Like other college basketball standouts, North Carolina State’s Dereon Seabron was hoping to hear his name called during the 2022 NBA Draft.
Unfortunately, that didn’t happen.
Two teams were quite familiar with his name, though, and that prompted a call from his agent.
“On draft night, when it got to the later part of the second round, my agent called me and said there were two teams that would offer me a two-way contract if I didn’t get drafted – the (New Orleans) Pelicans and the (Philadelphia) 76ers,” remembers Seabron, who was voted the Atlantic Coast Conference Most Improved Player and second team All-ACC for the 2021-22 season. “But I never worked out with the 76ers. New Orleans liked me a lot and things went well when I got there, so I took the two-way from them. I flew in, we had training camp for summer league, and that’s how it all started.”
Seabron, a 6-6 guard, signed with the Pelicans last September, setting the stage for a season that has him spending some time with the parent club and the rest with New Orleans’ G League affiliate, the Birmingham Squadron.
Playing overseas can be a lucrative alternative for undrafted players, but Seabron said he never considered that an option, especially after scoring 17.3 points and pulling down 8.2 rebounds per game in his final (redshirt sophomore) season with the Wolfpack.
“For me, personally, playing overseas wasn’t something I thought about,” he said. “The NBA was the only thing on my mind because I dreamt of it as a kid and felt like I was good enough to make a team.”
Two-way contracts date back to January 19, 2017, when the NBA reached a collective bargaining agreement which went into effect for the upcoming season. Part of the deal meant that teams could retain rights to two players who were part of what was then called the NBA Development League.
It would allow big league clubs to effectively expand their rosters from 15 to 17 players.
Then, it was an experiment, with 53 players signing two-way deals for 2017-18.

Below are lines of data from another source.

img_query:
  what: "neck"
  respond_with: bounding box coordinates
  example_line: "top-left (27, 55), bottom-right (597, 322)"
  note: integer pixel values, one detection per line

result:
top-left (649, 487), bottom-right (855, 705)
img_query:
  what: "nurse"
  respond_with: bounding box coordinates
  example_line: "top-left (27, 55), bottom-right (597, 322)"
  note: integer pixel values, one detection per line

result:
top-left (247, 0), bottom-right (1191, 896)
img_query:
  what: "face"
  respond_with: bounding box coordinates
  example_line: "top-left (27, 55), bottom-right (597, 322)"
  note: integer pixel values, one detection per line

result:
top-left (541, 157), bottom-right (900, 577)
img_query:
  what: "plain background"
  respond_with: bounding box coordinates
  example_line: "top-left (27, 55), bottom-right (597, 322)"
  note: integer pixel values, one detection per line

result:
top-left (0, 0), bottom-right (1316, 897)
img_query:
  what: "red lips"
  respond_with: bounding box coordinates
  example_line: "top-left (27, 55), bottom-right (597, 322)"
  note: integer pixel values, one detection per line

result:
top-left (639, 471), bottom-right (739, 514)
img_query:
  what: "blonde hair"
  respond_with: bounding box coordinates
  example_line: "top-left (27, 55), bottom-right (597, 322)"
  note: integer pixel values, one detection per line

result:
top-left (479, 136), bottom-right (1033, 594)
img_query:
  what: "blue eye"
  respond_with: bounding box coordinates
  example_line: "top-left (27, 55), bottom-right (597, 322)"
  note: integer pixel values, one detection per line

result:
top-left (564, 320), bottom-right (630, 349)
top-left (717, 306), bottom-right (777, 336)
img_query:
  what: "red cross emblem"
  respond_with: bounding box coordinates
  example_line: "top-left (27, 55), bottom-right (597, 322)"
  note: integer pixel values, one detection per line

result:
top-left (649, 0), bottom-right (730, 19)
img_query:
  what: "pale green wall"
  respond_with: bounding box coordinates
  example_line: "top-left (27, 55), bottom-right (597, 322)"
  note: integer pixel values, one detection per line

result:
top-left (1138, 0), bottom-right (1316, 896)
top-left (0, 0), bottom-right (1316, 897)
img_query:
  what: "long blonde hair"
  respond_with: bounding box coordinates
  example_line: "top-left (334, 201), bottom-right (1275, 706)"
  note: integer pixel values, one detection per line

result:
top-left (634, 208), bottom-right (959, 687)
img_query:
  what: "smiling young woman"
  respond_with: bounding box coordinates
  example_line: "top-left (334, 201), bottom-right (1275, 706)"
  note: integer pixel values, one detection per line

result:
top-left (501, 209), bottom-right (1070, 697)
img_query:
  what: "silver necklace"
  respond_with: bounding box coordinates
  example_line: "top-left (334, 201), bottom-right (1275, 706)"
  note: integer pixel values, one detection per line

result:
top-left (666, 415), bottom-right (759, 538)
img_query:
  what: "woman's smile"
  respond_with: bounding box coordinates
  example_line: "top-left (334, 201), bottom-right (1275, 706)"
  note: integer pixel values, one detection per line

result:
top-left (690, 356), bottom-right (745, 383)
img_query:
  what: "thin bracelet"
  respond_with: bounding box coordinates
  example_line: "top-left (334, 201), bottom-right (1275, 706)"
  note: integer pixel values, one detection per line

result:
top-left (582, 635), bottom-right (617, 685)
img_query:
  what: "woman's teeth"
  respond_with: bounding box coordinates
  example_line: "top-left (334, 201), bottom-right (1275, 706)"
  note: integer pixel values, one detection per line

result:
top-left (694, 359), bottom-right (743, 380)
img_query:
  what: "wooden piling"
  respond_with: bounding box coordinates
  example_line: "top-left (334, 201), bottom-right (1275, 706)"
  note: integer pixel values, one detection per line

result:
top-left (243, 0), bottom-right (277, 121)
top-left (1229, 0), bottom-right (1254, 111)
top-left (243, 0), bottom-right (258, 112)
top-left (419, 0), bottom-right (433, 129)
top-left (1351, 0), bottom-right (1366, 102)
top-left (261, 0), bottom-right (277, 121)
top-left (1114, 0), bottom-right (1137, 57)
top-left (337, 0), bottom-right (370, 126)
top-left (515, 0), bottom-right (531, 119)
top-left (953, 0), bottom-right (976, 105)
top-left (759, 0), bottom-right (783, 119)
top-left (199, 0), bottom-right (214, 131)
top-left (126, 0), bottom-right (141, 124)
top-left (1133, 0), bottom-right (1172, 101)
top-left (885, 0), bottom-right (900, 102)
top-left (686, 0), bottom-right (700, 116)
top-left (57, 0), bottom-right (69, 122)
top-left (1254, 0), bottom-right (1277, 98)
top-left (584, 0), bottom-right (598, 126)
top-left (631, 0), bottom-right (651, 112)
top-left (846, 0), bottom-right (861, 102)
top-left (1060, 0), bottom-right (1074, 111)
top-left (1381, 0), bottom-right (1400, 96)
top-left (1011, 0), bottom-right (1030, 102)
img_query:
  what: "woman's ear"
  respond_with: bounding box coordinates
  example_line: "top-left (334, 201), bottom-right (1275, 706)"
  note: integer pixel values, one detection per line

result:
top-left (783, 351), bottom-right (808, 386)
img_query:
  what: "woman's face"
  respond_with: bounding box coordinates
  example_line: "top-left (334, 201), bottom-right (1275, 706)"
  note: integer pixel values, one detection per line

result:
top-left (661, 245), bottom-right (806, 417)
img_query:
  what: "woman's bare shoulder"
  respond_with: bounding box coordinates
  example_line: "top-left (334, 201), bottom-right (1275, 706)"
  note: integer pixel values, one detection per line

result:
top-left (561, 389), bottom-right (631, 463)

Today, such contracts are standard practice in the NBA/G League dynamic. And for Seabron, the benefits of being in the system are already paying dividends.
“It’s a good experience,” Seabron said. “When I went to work out with New Orleans, it just felt like a family atmosphere. I really like the organization.”
Players who have fewer than four years of NBA experience can sign a two-way contract, and are limited to two years with the same team. They’re eligible to play in 50 of the parent club’s regular season games (but are ineligible for the postseason) and can still practice with the team when not playing. Of course, NBA down time usually means active time with the G League team.
Two-way players are paid a flat rate equal to half of the league’s minimum salary, and there are no salary cap implications.
Seabron is the only active two-way player in the Pelicans’ organization; the other, E.J. Liddell out of Ohio State, is currently recovering from a torn right ACL.
And while a player can be cut at any time, his contract can also be converted to a regular NBA contract (point guard Mike James was the first to get the contract upgrade, that coming on December 7, 2017, when he was with the Phoenix Suns). Once this happens, another two-way contract spot opens.
Seabron led the Squadron in scoring in two of the first three regular season games, then was transferred to New Orleans prior to Birmingham’s West Coast trip. On January 9, during the Pelicans’ 132-112 road victory against the Washington Wizards, he scored his first NBA points and was presented the game ball by New Orleans coach Willie Green.
Last Sunday in the Squadron’s 122-104 loss to the Stockton Kings, Seabron shared high-scoring honors with Javonte Smart by hitting for 22.
Entering the two-game road swing at Raptors 905, Seabron had suited up for Birmingham 17 times (averaging 14.3 points per game), and has four appearances with New Orleans. In his 18th and 19th games with the Squadron, he totaled 40 points, leading the team with 25 points in a 115-95 victory on Thursday.
“I really like the concept of two-way players, and I really like our guy,” Birmingham coach T.J. Saint said. “I told him after (Saturday’s win over Stockton) that it was one of the best games I’ve seen from him as far as controlling the game at the end. Not forcing it, getting organized … I was very proud of him.”
Seabron hopes to make his way to a full-time roster spot with the Pelicans sooner than later, of course, but his time in Birmingham has been time well spent.
“I definitely think playing in Birmingham has helped me a lot, especially on the defensive end,” he said. “I can go out and get the reps and make reads, and we do the same things here they’re doing in New Orleans, so it makes it easier when you make the move.”
“We have some non-negotiables and defense is one, so if he didn’t (play defense), I’d pull him right away,” Saint said. “But again, he’s getting it done, and I’m very proud of how he’s playing.”